Lloyd Webber's Song & Dance Gets Latin Rewrite, Feb. 8-March 12

News   Lloyd Webber's Song & Dance Gets Latin Rewrite, Feb. 8-March 12
Andrew Lloyd Webber's Song & Dance will be spicier than usual in a world premiere revision Feb. 8-March 12 at Miami's Coconut Grove Playhouse.
Lissette and Myrna Kamara.
Lissette and Myrna Kamara.

Andrew Lloyd Webber's Song & Dance will be spicier than usual in a world premiere revision Feb. 8-March 12 at Miami's Coconut Grove Playhouse.

The onetime Broadway vehicle for Bernadette Peters and, later, Betty Buckley, will only be partly recognizable to fans of the 1985 Broadway version by Lloyd Webber and lyricists Don Black and Richard Maltby Jr.

Known as a kind of emotional travelogue about Englishwoman Emma's adventures in New York City (Act One) and her boyfriend's life (told all in dance in Act Two), the musical was a tour-de-force for Peters (who won a Tony Award for the part) and has been seen in various versions, prior to New York and after.


Jack Allison, the director who conceived this new version, told Playbill On-Line the rewrite was the idea of Coconut Grove producing artistic director Arnold Mittelman, who wanted to reach out to Miami's Cuban American community. Mittelman approached Black about turning the character of Emma, originally a hat designer, into a Cuban actress named Marta who comes to New York at the behest of a lover-theatrical agent. The show would follow Marta's emotional journey, but with some lyric rewrites and Latin musical arrangements.

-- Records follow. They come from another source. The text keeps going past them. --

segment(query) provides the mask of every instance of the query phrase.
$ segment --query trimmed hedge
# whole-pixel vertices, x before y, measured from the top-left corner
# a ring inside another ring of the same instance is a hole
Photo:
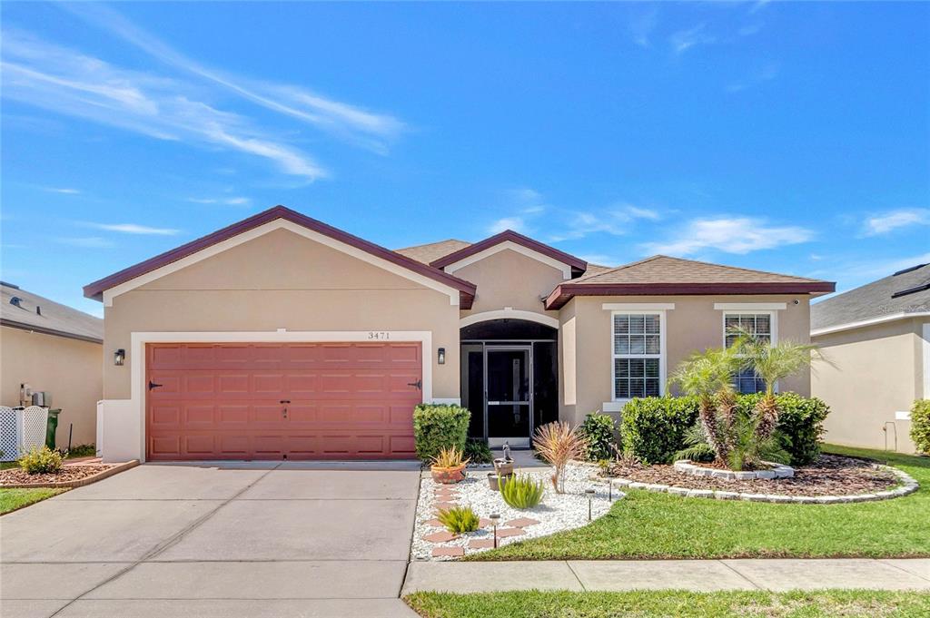
[[[445,448],[465,450],[472,413],[460,405],[420,403],[413,411],[417,456],[430,461]]]
[[[910,440],[918,453],[930,454],[930,399],[919,399],[910,408]]]
[[[739,395],[740,410],[749,412],[762,395]],[[778,430],[782,447],[791,455],[791,464],[804,466],[820,456],[823,421],[830,407],[816,397],[797,393],[777,396],[781,414]],[[684,448],[684,432],[698,421],[698,400],[694,397],[647,397],[634,399],[623,407],[620,434],[624,451],[644,464],[666,464]]]

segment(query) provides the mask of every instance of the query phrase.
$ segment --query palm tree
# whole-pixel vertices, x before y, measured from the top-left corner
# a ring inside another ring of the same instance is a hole
[[[669,384],[678,385],[684,394],[698,398],[701,430],[716,461],[722,464],[729,454],[727,433],[736,414],[733,374],[738,361],[733,348],[695,352],[678,365],[669,379]]]
[[[756,403],[758,415],[756,433],[761,439],[769,438],[778,422],[778,401],[775,385],[778,380],[797,374],[810,366],[814,358],[823,359],[817,346],[795,341],[779,341],[773,346],[768,340],[756,337],[744,329],[732,331],[738,336],[731,349],[737,356],[740,369],[751,369],[765,385],[765,391]]]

"It's still about the longing," said Allison, "about coming to a new place and a new country and tying to fit in."

This version is drawn from a script that came after the New York staging, Allison said. Songs such as "English Girls" were not in that version, or in the London hit in 1982, which played two years and toured Britain and Australia.

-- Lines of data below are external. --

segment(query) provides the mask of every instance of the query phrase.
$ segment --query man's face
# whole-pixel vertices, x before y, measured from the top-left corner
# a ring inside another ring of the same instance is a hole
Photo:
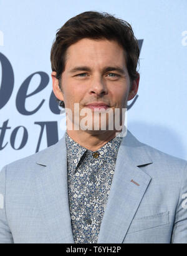
[[[135,83],[138,90],[138,81]],[[67,49],[65,70],[62,74],[62,91],[54,93],[63,100],[65,106],[74,114],[74,103],[79,104],[79,113],[85,108],[94,113],[99,106],[87,106],[93,103],[105,103],[102,110],[127,107],[128,100],[134,97],[129,95],[130,81],[127,68],[124,51],[116,41],[107,39],[83,39],[71,45]],[[135,91],[136,91],[135,90]],[[110,112],[111,113],[111,112]],[[80,120],[84,116],[79,116]]]

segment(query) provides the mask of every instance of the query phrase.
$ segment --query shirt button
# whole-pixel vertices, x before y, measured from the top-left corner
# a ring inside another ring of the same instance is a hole
[[[94,158],[98,158],[98,156],[99,156],[99,153],[98,152],[94,152],[93,153],[93,157]]]
[[[92,220],[90,219],[90,218],[86,218],[85,220],[85,223],[87,223],[87,224],[88,224],[88,225],[91,225],[92,224]]]
[[[90,176],[90,181],[93,182],[95,182],[97,181],[96,177],[95,175],[94,175],[93,174],[92,174]]]

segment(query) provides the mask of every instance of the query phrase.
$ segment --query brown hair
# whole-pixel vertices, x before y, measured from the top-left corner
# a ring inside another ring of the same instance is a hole
[[[118,42],[126,53],[127,67],[131,81],[137,78],[140,50],[130,24],[107,13],[87,11],[70,19],[56,33],[51,49],[50,61],[52,70],[57,73],[56,78],[59,79],[59,86],[61,74],[65,69],[67,48],[83,38],[107,39]],[[57,100],[64,108],[64,101],[57,98]]]

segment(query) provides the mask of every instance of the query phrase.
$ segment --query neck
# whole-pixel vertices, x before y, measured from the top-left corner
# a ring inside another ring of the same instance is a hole
[[[90,132],[92,131],[92,132]],[[68,130],[68,135],[84,148],[96,151],[116,136],[116,131]]]

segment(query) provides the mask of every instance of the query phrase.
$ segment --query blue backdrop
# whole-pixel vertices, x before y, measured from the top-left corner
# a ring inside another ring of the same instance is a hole
[[[62,136],[50,48],[67,19],[90,10],[126,20],[141,43],[140,86],[128,102],[128,128],[142,142],[187,160],[186,0],[1,0],[0,169]]]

The Miami staging is set in the early 1980s, in a time when Cubans were desperately fleeing the communist nation for Florida's coast. Allison said he expects the Cuban and Hispanic community to connect to the tensions and hopes of the world the company is creating. He hopes the piece has a future and plays eventually in New York City and Los Angeles, which have large Hispanic populations.

Act One, known as Tell Me on a Sunday, is performed by Lissette, an international actress-singer with hits on the Latin American Top 10 music charts. She has recorded more than 25 albums is known for the TV program, "Lissette and Friends."

Act Two, Variations, musically inspired by Paganini, features Lissette only briefly. She transforms into a dancing Marta, performed by international dancer Myrna Kamara. The score's most famous number (arguably), "Unexpected Song," comes in Act Two, Allison said.

The men in Marta's life -- the agent, producer Sheldon Bloom, a flamenco dancer named Paco, a married man named Sam -- appear briefly in the first act and do not sing.

Act One is resolved, but Lissette appears at the top of Act Two and meets a fifth man, a wall street broker who falls in love with her. Will she give in?

"Act Two is about the nightmares of the first four [men] and if she should take a risk with man No. 5," Allison said.

Choreography is by Margo Sappington (Oh, Calcutta!). Steven Sandburg is dance arranger and musical director. Additional Latin-beat orchestrations (salsa, tango and more) are by Jose Gallegos and Fernando Otero in Act One, and by Hector Garrido in Act Two.

Since September 1999, Allison has spoken with with lyricist Black, who has provided rewrites. Maltby is not involved, because this version is based on a non-Maltby version of Song & Dance. Maltby also directed in New York.

The Miami staging includes "The Last Man in My Life," which Marti Webb sang in a non-Broadway version, Allison said. "Nothing Like You've Ever Known" is also heard here.

The looser, British version of the show in 1982 ran two years in London and toured Britain and Australia.

Black is expected to attend a performance of the show, and Allison and Mittelman are hopeful that Lloyd Webber might also be able to attend. Official opening is Feb. 11.

The company also includes flamenco dancer Jose Junco, Eric Hoisington, Eric H. Kaufman, Patrick Mullaney and Gary Giffune.

Designers are Rob Odorisio (sets), Ellis Tillman (costumes). Kirk Bookman (lighting) and Steve Shapiro (sound).